Cocós e boas intenções jactam dejecções
afinal símiles, como autógrafas cópias mútuas.
Em pastelarias devastadas pelo futuro, cólicas
coléricas e bucoólicas interjeições gaseiam a costura
das gangas sentadas a bever a bola e a veber o licor.
Dos costumes nacionais daremos o ponto.
Agrafa-se-nos a agravada ciência da tristeza.
Sábado já, já noite, estoira a granada fria
da certeza: a gorda vanidade das feiras, poéticas
embora. Isto é: falar da Hora, não falar do Tempo.
X
Frangos e papagaios domésticos franjam a testa marítima
da cidadezinha que de sal faz luz e de luz, sal.
Caminham nórdicos e escoceses em demanda de bares.
Na marina, tainhas abocam quilhas oleosteoporosadas.
É o sal do tempo no relógio da Câmara: ao lado,
o Partido Comunista Português vermelheja sindicalismos;
em baixo, tosse haxixe o arrumador cinquentão.
Estivadores bicepam cervejas degoladas à nascença.

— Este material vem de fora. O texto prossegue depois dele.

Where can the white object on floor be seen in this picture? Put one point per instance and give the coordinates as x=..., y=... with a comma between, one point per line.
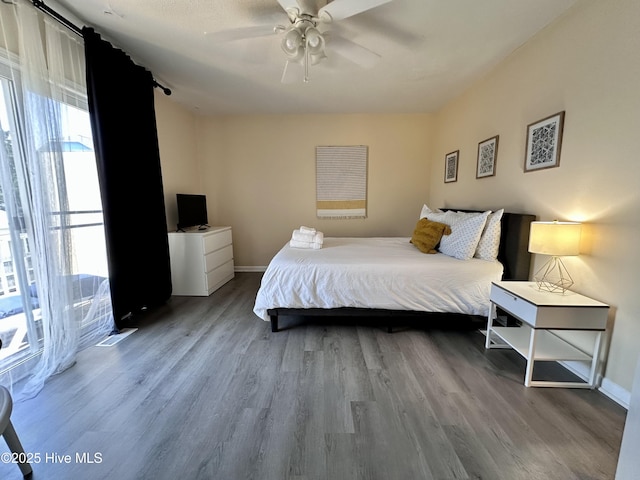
x=111, y=340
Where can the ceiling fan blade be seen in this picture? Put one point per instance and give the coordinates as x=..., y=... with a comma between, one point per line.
x=352, y=51
x=340, y=9
x=242, y=33
x=289, y=5
x=292, y=73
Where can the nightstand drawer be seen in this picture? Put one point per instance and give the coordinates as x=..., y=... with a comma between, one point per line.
x=513, y=304
x=540, y=309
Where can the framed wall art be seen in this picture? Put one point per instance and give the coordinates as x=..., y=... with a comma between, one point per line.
x=341, y=181
x=487, y=156
x=544, y=140
x=451, y=166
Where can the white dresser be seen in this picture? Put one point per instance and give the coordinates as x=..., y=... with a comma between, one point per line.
x=201, y=260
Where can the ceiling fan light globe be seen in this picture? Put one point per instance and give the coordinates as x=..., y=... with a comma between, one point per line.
x=314, y=41
x=292, y=41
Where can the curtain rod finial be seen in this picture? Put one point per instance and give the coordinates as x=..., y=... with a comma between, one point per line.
x=167, y=91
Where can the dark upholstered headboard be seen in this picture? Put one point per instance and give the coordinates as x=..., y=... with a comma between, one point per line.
x=514, y=243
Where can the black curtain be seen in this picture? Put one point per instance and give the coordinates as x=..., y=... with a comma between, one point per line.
x=122, y=111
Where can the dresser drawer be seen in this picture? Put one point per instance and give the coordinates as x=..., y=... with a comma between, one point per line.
x=218, y=257
x=219, y=276
x=513, y=304
x=217, y=241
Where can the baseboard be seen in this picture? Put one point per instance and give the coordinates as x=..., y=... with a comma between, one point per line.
x=611, y=389
x=249, y=268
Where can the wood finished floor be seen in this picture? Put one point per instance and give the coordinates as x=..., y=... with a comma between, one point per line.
x=204, y=390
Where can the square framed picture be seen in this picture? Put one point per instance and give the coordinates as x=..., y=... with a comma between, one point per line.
x=544, y=140
x=487, y=156
x=451, y=166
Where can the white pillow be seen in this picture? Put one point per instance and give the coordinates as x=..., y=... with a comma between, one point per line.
x=466, y=230
x=489, y=243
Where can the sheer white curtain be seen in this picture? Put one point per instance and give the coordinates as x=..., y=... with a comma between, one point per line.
x=74, y=303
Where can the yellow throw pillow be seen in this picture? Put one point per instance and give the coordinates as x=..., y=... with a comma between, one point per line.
x=427, y=235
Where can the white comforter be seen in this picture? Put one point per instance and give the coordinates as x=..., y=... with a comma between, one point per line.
x=387, y=273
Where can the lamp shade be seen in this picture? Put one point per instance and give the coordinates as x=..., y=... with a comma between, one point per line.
x=555, y=238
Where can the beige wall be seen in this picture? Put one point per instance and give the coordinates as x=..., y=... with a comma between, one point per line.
x=259, y=172
x=178, y=153
x=587, y=65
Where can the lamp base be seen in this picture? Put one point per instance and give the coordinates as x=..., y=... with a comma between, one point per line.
x=553, y=277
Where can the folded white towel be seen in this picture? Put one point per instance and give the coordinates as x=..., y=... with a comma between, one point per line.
x=300, y=244
x=302, y=237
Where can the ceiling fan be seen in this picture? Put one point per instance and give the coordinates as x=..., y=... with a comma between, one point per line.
x=305, y=38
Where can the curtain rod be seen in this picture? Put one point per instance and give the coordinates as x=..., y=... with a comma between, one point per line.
x=40, y=5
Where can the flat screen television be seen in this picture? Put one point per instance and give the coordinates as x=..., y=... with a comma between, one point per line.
x=192, y=211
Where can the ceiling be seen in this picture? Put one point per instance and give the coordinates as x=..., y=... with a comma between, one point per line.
x=431, y=50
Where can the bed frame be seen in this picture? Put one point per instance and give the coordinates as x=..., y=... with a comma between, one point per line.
x=513, y=253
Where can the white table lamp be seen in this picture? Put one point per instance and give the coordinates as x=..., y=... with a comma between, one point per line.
x=557, y=239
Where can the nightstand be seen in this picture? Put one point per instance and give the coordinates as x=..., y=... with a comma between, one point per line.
x=542, y=313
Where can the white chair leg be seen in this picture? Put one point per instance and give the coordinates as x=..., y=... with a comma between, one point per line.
x=13, y=442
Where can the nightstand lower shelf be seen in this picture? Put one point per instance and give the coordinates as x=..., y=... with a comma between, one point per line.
x=542, y=345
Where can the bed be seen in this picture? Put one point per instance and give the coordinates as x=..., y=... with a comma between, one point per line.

É o sal da minha vida, é a luz da minha vida:
surdas músicas, sórdidas pinturas: megafonam
todas nas praças expostas ao perfil dos barcos:
ao invencível perfil de gazela dos barcos.
XI
A mais branca cal estampa-se a negro de viúvas
à igreja acorrendo a carpir seus operários
defuntos. Depois, breve, tudo passa: esse egipto
e essa hora. O sino tange, vibram os azulejos ao bronze.
Peça a peça, compõe a igreja seus brinquedos:
as pessoas de joelhos, ante as adorações do vinho
e da farinha. Quintais paroquiais à parte,
é uma fé boa, pois que só dói quando é precisa.
Da estratosfera, satélites infotográficos dirão
de massas de cor, povoados, savanas, árcticas
coisas de como nos juntamos para matarmos
e nos matarmos. E a branco ardermos mortos, à cal.